QKAN merges insights from function approximation theory, Fourier analysis, and quantum variational circuits, offering a promising path forward for expressive, scalable, and hardware-efficient learning models.

Example: Training a QKAN Model for Function Approximation

This section provides a minimal example of how to train a QKAN model using the DARUAN activation function, and how to visualize the learned nonlinearities.

[1]:

import torch

from qkan import QKAN, create_dataset

device = "cuda" if torch.cuda.is_available() else "cpu"
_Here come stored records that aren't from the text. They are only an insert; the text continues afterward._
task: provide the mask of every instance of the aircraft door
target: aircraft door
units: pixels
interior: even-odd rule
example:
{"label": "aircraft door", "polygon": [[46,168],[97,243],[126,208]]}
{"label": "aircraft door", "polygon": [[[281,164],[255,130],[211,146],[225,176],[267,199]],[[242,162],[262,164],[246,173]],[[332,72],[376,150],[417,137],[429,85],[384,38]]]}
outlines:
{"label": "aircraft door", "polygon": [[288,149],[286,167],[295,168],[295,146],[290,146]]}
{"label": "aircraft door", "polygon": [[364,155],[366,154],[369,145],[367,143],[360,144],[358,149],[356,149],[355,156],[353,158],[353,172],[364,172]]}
# f(x,y) = exp(sin(pi*x)+y^2)
f = lambda x: torch.exp(torch.sin(torch.pi*x[:,[0]]) + x[:,[1]]**2)
dataset = create_dataset(f, n_var=2, device=device)

model = QKAN(
    [2,5,1],
    reps = 3,
    device=device,
    preact_trainable=True, # enable flexible fourier frequency
    postact_bias_trainable=True, # extend output bound
    postact_weight_trainable=True, # extend output bound
    ba_trainable=True, # enable residual connection for better convergence
    save_act=True, # save activation for visualization
)
optimizer = torch.optim.LBFGS(model.parameters(), lr=1.)

model.train_(dataset, optimizer=optimizer, steps=20)
model.plot(from_acts=True, metric=None)

100%|█████████████| 20/20 [00:04<00:00,  4.42it/s, train loss=2.7591048e-05, test loss=2.865495e-05]

We also demonstrate how to apply pruning, a technique originally proposed in the KAN paper, to reduce the number of active nodes and simplify the model without sacrificing performance.

[2]:

model.prune(node_th=0.5)
model.plot(dataset["train_input"], mask=True)

[3]:

new_model = model.prune(node_th=0.5)
new_model(dataset['train_input'])
new_model.plot(from_acts=True, metric=None, in_vars=["$x$", "$y$"], out_vars=["$\exp(\sin(\pi x)+y^2)$"])

From the trained activation plots, we can infer the underlying structure of the learned function. In this example, the QKAN model, with minimal architecture, successfully recovers the form of the target function \(f(x,y) = \exp(\sin(\pi x)+y^2)\).